Seit der Bundestagswahl im September hat sich die AfD gewandelt. Waren es bis dahin zuweilen professoral vorgetragene Bedenken gegen die Rettung von Euro-Krisenstaaten vor der Pleite, nehmen seitdem die Angriffe auf die EU an Schärfe zu. Jüngstes Beispiel ist ein Plakat, das den nordkoreanischen Herrscher Kim Jong Un zeigt mit der Aufschrift: „Was haben das dicke koreanische Kind und die EU gemeinsam? Das Demokratieverständnis.“

Die Wahlwerbung des Wolfsburger AfD-Kreisverbandes wird in der Parteiführung zwar als „absolut überspitzt“ gewertet. Trotzdem wurde das Plakat bislang nicht aus der Internet-Seite des Kreisverbandes entfernt. „Dazu ist zu sagen, wir haben in der Partei nicht eine Kultur, die grundsätzlich irgendwelche Plakate den Kreisverbänden verbietet“, erklärt Parteisprecher Christian Lüth. Dies geschehe nur bei grundgesetzwidrigen Inhalten.
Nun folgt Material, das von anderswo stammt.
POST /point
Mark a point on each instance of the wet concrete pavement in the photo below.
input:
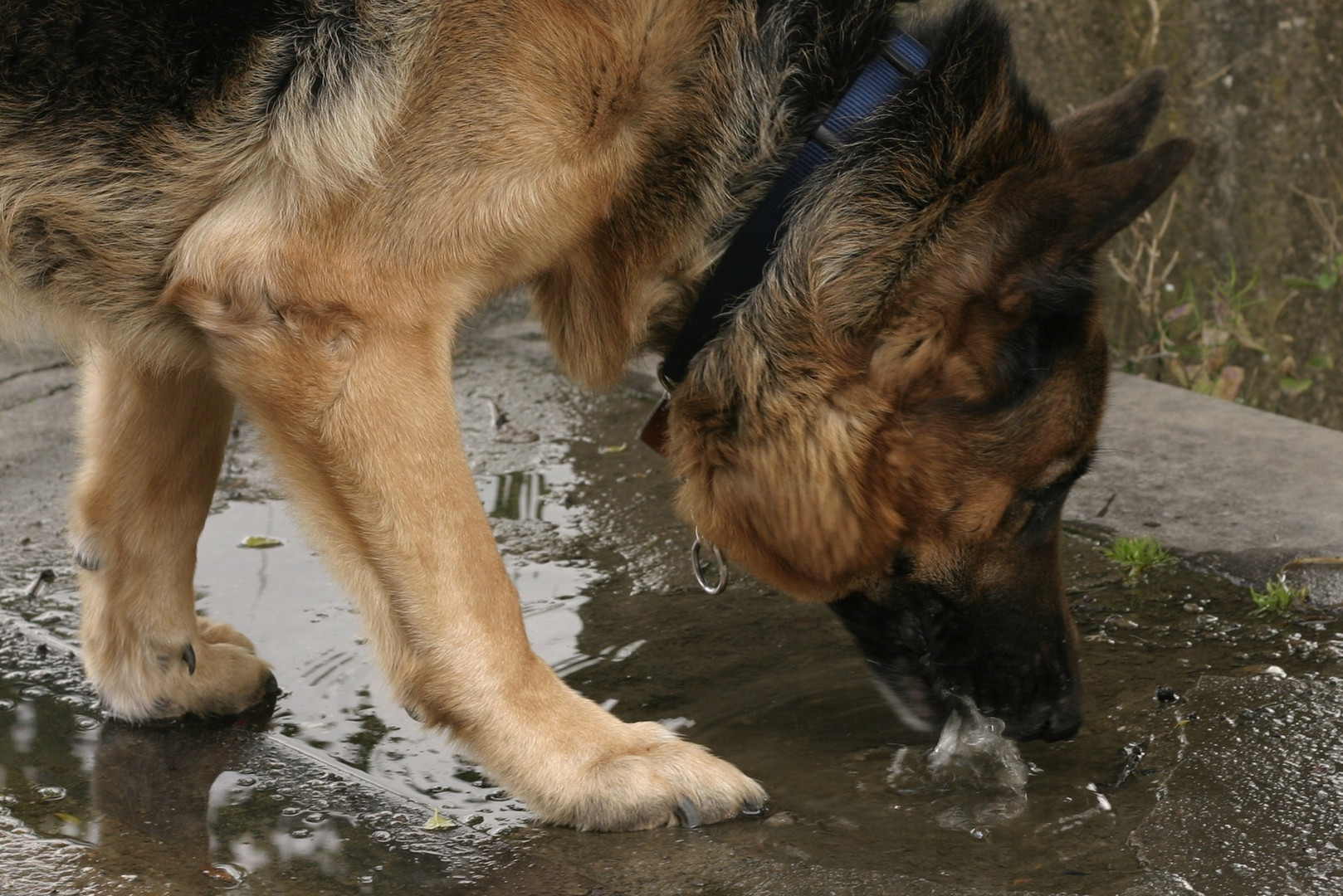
(1230, 787)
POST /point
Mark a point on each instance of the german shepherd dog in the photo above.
(295, 204)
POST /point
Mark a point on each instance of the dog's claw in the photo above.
(686, 813)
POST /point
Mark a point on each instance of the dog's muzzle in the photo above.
(1012, 660)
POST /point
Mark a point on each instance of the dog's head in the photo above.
(896, 416)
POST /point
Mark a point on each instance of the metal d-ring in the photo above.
(697, 564)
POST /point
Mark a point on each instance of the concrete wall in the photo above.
(1260, 85)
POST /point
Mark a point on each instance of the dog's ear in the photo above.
(1076, 212)
(1114, 128)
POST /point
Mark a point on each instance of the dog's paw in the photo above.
(654, 781)
(214, 672)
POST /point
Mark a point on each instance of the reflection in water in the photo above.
(336, 699)
(530, 494)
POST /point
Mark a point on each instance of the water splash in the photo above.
(974, 776)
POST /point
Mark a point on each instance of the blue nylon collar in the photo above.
(741, 266)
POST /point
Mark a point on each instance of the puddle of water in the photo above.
(769, 684)
(336, 699)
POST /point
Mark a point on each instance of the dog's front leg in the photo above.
(358, 407)
(154, 442)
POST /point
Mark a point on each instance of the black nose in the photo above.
(1053, 720)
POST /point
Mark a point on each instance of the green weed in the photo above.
(1277, 597)
(1138, 553)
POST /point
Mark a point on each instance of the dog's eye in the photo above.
(901, 566)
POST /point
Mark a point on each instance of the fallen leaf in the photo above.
(439, 822)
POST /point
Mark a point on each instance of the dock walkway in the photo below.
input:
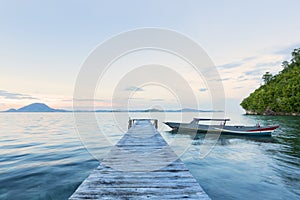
(141, 166)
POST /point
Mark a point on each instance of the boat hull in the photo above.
(225, 130)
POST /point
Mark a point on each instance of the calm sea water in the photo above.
(42, 157)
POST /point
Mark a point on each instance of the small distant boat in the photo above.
(222, 128)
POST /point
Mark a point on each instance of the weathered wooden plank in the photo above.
(140, 166)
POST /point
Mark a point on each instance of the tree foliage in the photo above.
(280, 93)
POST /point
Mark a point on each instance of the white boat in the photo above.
(222, 128)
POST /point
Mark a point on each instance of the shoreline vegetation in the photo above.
(280, 94)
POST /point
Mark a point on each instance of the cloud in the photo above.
(287, 50)
(230, 65)
(203, 89)
(135, 89)
(268, 64)
(86, 100)
(157, 100)
(253, 73)
(249, 58)
(15, 96)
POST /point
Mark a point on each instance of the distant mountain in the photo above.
(41, 107)
(36, 107)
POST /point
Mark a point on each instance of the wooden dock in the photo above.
(141, 166)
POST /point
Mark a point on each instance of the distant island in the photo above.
(280, 94)
(41, 107)
(36, 107)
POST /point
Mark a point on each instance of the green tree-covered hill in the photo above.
(280, 95)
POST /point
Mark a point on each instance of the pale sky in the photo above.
(44, 43)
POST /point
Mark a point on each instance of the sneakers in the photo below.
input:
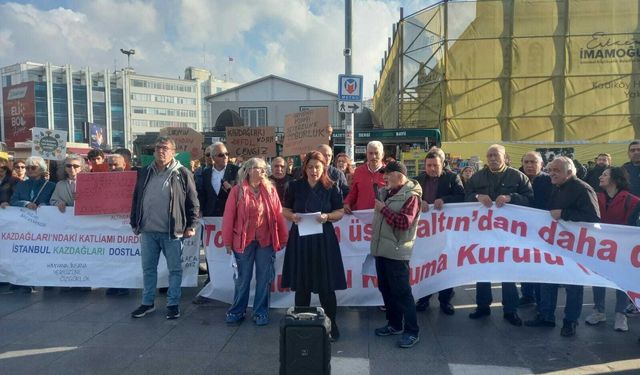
(595, 317)
(387, 331)
(539, 321)
(621, 323)
(408, 341)
(142, 311)
(480, 313)
(233, 319)
(261, 320)
(513, 319)
(173, 312)
(568, 328)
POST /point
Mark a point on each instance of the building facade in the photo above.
(121, 104)
(515, 71)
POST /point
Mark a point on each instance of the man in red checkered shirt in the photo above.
(395, 224)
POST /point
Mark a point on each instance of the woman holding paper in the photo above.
(313, 263)
(616, 205)
(254, 229)
(64, 194)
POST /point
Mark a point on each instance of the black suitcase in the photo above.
(305, 348)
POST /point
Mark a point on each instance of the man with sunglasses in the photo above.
(217, 181)
(164, 212)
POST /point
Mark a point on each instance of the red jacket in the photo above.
(235, 225)
(362, 196)
(619, 208)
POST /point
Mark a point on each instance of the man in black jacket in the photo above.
(572, 200)
(439, 186)
(164, 211)
(502, 184)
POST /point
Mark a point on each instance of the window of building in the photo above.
(254, 117)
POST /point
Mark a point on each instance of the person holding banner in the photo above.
(313, 263)
(64, 194)
(616, 204)
(395, 225)
(501, 184)
(35, 191)
(366, 178)
(572, 200)
(439, 186)
(164, 211)
(253, 228)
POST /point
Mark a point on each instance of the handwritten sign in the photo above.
(304, 131)
(104, 193)
(187, 140)
(251, 142)
(49, 144)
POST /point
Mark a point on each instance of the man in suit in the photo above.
(217, 181)
(439, 186)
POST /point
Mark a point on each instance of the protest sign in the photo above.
(46, 247)
(186, 139)
(304, 131)
(463, 244)
(104, 193)
(49, 144)
(251, 142)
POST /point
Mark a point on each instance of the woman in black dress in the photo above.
(313, 264)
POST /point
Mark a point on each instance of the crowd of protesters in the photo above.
(255, 198)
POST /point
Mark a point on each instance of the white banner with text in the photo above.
(463, 244)
(49, 248)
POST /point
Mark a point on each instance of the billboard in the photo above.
(19, 108)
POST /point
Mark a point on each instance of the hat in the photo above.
(395, 166)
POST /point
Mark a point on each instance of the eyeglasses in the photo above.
(163, 148)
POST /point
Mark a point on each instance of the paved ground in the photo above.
(58, 332)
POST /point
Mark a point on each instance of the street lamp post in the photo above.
(128, 53)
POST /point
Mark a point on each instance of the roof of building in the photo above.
(266, 78)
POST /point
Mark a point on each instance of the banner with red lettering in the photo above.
(463, 244)
(49, 248)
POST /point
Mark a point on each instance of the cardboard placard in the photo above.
(251, 142)
(304, 131)
(186, 139)
(104, 193)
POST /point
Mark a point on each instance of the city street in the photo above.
(74, 332)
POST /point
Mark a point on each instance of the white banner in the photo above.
(463, 244)
(49, 248)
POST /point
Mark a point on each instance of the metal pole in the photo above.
(348, 52)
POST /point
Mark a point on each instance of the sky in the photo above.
(301, 40)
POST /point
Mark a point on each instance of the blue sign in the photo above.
(350, 88)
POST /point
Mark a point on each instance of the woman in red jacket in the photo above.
(616, 204)
(254, 229)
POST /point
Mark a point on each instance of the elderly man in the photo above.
(439, 186)
(164, 211)
(279, 177)
(334, 173)
(532, 164)
(395, 225)
(571, 200)
(500, 184)
(367, 178)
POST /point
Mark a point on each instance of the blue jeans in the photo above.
(549, 301)
(598, 299)
(151, 244)
(263, 258)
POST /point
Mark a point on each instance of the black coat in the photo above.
(212, 204)
(450, 188)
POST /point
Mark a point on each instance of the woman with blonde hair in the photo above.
(253, 228)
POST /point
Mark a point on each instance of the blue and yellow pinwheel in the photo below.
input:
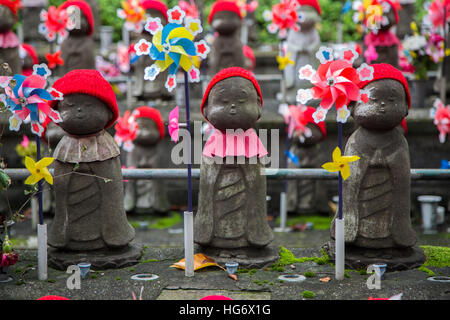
(172, 47)
(26, 98)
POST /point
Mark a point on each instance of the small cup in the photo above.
(85, 267)
(231, 267)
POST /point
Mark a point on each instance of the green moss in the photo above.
(308, 294)
(309, 274)
(438, 257)
(287, 258)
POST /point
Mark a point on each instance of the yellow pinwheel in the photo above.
(284, 61)
(38, 170)
(340, 163)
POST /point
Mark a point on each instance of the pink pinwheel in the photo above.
(284, 17)
(174, 125)
(190, 8)
(441, 115)
(335, 82)
(54, 23)
(126, 131)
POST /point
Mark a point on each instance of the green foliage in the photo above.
(436, 256)
(308, 294)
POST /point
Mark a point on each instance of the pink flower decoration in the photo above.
(126, 131)
(174, 126)
(335, 82)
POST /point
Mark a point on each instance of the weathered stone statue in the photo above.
(376, 196)
(29, 58)
(145, 90)
(77, 50)
(381, 39)
(231, 222)
(146, 196)
(9, 43)
(302, 45)
(90, 221)
(308, 196)
(225, 18)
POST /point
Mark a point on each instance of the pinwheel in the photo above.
(133, 13)
(126, 131)
(173, 47)
(54, 23)
(26, 97)
(174, 125)
(54, 59)
(284, 17)
(335, 82)
(441, 115)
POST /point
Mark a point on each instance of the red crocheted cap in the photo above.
(31, 52)
(14, 6)
(90, 82)
(85, 8)
(223, 5)
(248, 52)
(321, 125)
(228, 73)
(155, 5)
(312, 3)
(387, 71)
(151, 113)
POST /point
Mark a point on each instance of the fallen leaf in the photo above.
(233, 276)
(200, 261)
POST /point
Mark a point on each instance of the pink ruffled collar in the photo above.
(238, 143)
(8, 39)
(382, 38)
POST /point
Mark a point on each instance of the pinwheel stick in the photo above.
(188, 215)
(339, 224)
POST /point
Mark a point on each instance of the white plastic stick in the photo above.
(189, 243)
(42, 251)
(340, 249)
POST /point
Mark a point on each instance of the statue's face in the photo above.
(83, 114)
(226, 22)
(82, 28)
(148, 133)
(233, 103)
(7, 19)
(315, 138)
(386, 107)
(308, 17)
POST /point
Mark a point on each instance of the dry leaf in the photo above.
(233, 276)
(200, 261)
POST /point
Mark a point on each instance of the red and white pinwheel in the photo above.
(335, 83)
(441, 115)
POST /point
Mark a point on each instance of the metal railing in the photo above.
(275, 174)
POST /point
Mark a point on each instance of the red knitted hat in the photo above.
(248, 52)
(387, 71)
(321, 125)
(224, 5)
(85, 8)
(151, 113)
(31, 52)
(312, 3)
(13, 5)
(90, 82)
(228, 73)
(155, 5)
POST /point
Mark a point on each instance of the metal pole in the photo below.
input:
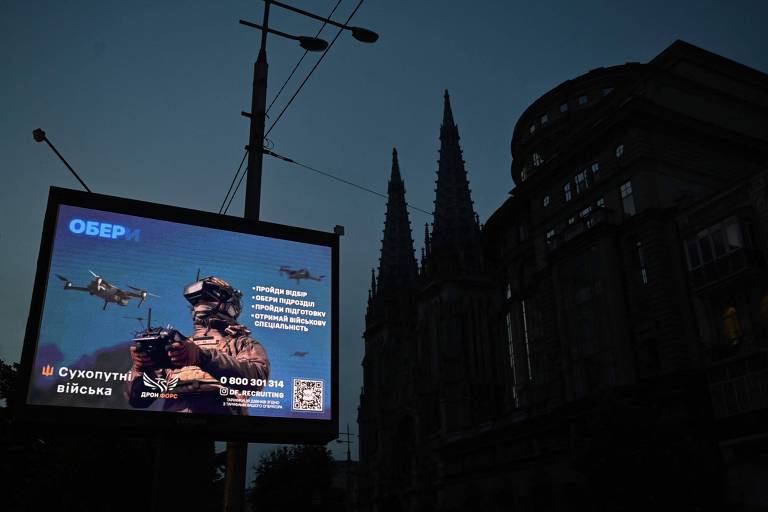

In den zunehmenden Verbalradikalismus der AfD mischen sich auch Forderungen, die den Euro-Gegnern den Vorwurf des Rechtspopulismus eintragen. So halten SPD und Grüne ihnen vor, ausländerfeindliche Klischees zu fördern, indem sie suggerierten, nach Deutschland kommende Rumänen hätten es auf Sozialleistungen abgesehen. Die unterkühlte Reaktion des AfD-Chefs Lucke auf das mutige Outing des schwulen Fußballprofis Thomas Hitzlsperger trug ihm zudem den Vorwurf ein, homophobe Tendenzen in der Bevölkerung anzusprechen.


Wahlforscher sehen Zukunft der AfD skeptisch

Der Rechtsruck hat bereits zu schweren Verwerfungen in der jungen Partei geführt. Die frühere Parteisprecherin Dagmar Metzger verließ die Spitze der Partei und gründete mit Gesinnungsgenossen „Kolibri - Konservative und Liberale in der AfD“. In ihrem Manifest heißt es: „So muss sich auch die AfD insgesamt fragen, ob sie in der Zukunft den politischen Opportunisten, zu kurz gekommenen Wüterichen, radikalen Reaktionären oder ganz allgemein dem Chauvinismus und dem Hass - sei es auf die EU oder auf Minderheiten - eine Heimat sein möchte.“

Parteichef Lucke hat sichtlich Schwierigkeiten, die innerparteilichen Proteste klein zu halten. Beim Erfurter Partei im März scheiterte er mit einem Antrag, durch eine Satzungsänderung der Parteispitze mehr Kompetenzen einzuräumen. In einer hitzigen Debatte warfen ihm Delegierte autokratisches Verhalten vor.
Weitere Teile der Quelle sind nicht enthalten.